Components = bundled dependencies

karacolada commented 11 months ago

Started developing a GitHub-specific harvester that checks for the license. Modified FAIREvaluatorLicense to consider that information as well.

karacolada commented 11 months ago

switching between domain-specific and "reference"/general using metric YAMLs

karacolada commented 11 months ago

Do the tests need to be inclusive downwards? I.e. should general-useful only pass is general-important has passed? Asking because the maturity level for the metric is simply the max.

karacolada commented 11 months ago

The title of the metric includes "bundled external software", but that doesn't match the CESSDA tests.

karacolada commented 11 months ago

Implemented CESSDA-specific essential test. I took it literally, as in it fails if it's not a file names LICENSE.txt at the root of the repository. Do we really want this?

karacolada commented 11 months ago

Implemented CESSDA-specific useful test. It only checks Maven POM files and fails if the build script is not configured to fail on missing headers. Do we want to be this strict, or are we ok if people just use the plugin and (I assume) get warnings if the license headers are not present?

To add other kinds of build scripts, I would need to know more about wherther and how they implement license header checking - seems like Pandora's box?

karacolada commented 11 months ago

Implemented CESSDA-specific important test. It utilises the build script test, assuming that if that passes, all source code files do have license headers.

The harvester checks for the main language and uses the GitHub Search API to look for code in that language. We then store the code in up to 5 of the found files. The license test then checks the region where it would expect the license header (first 30 lines of code) for the word "license". Is this ideal? Should we instead try and look for the license name found in test 1? But that makes the tests dependent on each other...
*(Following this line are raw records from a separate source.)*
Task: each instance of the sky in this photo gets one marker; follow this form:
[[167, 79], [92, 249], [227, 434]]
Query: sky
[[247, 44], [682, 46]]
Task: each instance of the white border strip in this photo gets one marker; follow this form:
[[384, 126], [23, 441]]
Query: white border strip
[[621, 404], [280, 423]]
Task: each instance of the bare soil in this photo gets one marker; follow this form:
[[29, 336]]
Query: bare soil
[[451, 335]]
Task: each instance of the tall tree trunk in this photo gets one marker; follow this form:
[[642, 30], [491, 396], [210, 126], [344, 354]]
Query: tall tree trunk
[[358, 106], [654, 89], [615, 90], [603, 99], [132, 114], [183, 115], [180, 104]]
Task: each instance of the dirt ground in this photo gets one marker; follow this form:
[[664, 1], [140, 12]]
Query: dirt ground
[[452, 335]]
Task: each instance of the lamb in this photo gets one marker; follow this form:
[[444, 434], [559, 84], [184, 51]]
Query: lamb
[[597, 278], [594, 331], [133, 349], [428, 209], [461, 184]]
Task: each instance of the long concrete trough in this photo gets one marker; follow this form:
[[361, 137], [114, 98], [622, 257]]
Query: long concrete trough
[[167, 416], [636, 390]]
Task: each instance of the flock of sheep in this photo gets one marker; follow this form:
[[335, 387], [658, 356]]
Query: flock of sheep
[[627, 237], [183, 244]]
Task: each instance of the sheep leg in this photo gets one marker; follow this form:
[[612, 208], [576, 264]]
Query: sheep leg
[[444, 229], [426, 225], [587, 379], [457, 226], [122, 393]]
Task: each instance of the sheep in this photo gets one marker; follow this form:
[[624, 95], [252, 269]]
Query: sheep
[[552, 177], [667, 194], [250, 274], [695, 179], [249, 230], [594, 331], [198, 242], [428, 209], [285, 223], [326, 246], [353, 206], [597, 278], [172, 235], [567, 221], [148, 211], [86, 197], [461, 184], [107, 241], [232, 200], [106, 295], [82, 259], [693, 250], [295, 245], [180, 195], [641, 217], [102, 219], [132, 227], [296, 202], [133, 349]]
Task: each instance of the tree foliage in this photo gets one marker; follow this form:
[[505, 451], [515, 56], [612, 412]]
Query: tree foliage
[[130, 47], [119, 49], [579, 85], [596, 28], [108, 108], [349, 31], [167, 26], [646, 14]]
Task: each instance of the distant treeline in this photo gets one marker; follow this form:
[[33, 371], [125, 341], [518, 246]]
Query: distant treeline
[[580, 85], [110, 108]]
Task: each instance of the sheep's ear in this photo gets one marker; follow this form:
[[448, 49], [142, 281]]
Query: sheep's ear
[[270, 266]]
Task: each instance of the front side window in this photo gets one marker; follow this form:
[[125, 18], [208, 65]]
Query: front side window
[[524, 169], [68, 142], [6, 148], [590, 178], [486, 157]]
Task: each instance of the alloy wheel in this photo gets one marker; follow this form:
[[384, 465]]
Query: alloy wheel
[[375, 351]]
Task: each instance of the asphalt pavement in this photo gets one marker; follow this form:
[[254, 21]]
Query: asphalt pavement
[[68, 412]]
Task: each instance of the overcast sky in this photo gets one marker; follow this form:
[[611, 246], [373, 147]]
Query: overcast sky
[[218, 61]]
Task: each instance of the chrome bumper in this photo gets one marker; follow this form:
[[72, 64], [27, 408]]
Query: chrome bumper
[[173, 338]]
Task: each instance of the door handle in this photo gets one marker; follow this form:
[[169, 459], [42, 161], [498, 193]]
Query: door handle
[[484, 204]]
karacolada commented 11 months ago

Discussion

Some of these questions/discussion points are very specific, but I think talking through them will help guide future development,

The maturity rating for a metric is determined by the highest maturity achieved across all tests. To me, it looks like if a test of maturity 3 has passed, the test for maturity 2 should also have passed. However, tests 2 and 3 of the general metric tests aren't really related. Are we ok with that or should tests be inclusive downwards?
I'm super unclear on how to implement the generel metric test 2. Any ideas?
The title of the metric includes "bundled external software", but that doesn't match the CESSDA tests. They do not look into bundled external software.
I find the CESSDA-1 test a bit too strict. GitHub license files don't have a TXT suffix.
Is the CESSDA-3 implementation too strict?
For CESSDA-3: To add other kinds of build scripts, I would need to learn more about whether and how they implement license header checking. Do we want to consider further build tools?
CESSDA-2 looks for the word "license" in the first 30 lines of 5 "sampled" source code files. Is that enough files? Should we look for a different term, i.e. the license name?

karacolada commented 11 months ago

Maturity 3 should mean that all tests of lower maturities have passed - or rather, we would expect this. Something the community needs to decide? Tests do NOT have to be inclusive downwards.
Not easily automatically assessible.
Flag: Is it important that bundled external software licensing is known to be FAIR? Sort of part of the principles maybe, but does this apply to software as well or just generally to digital objects?
Drop it for now and check with CESSDA since it wasn't in the linked documentation.
Read it as just checking, not failing, but flag with CESSDA about how strict they would like this?
Nope. Working for one is good enough as proof of concept.
Number of files: enough for the pilot, assuming that it would scale (without rate limits) by just increasing the number. Leave header check for now, with a note for later. Reasonable meaningful but might need a more explicit definition (and some prior investigation about how it's usually done). License identification is hard!

karacolada commented 11 months ago

Put a warning log into general-2 and check that the rest still passes as expected. Then close!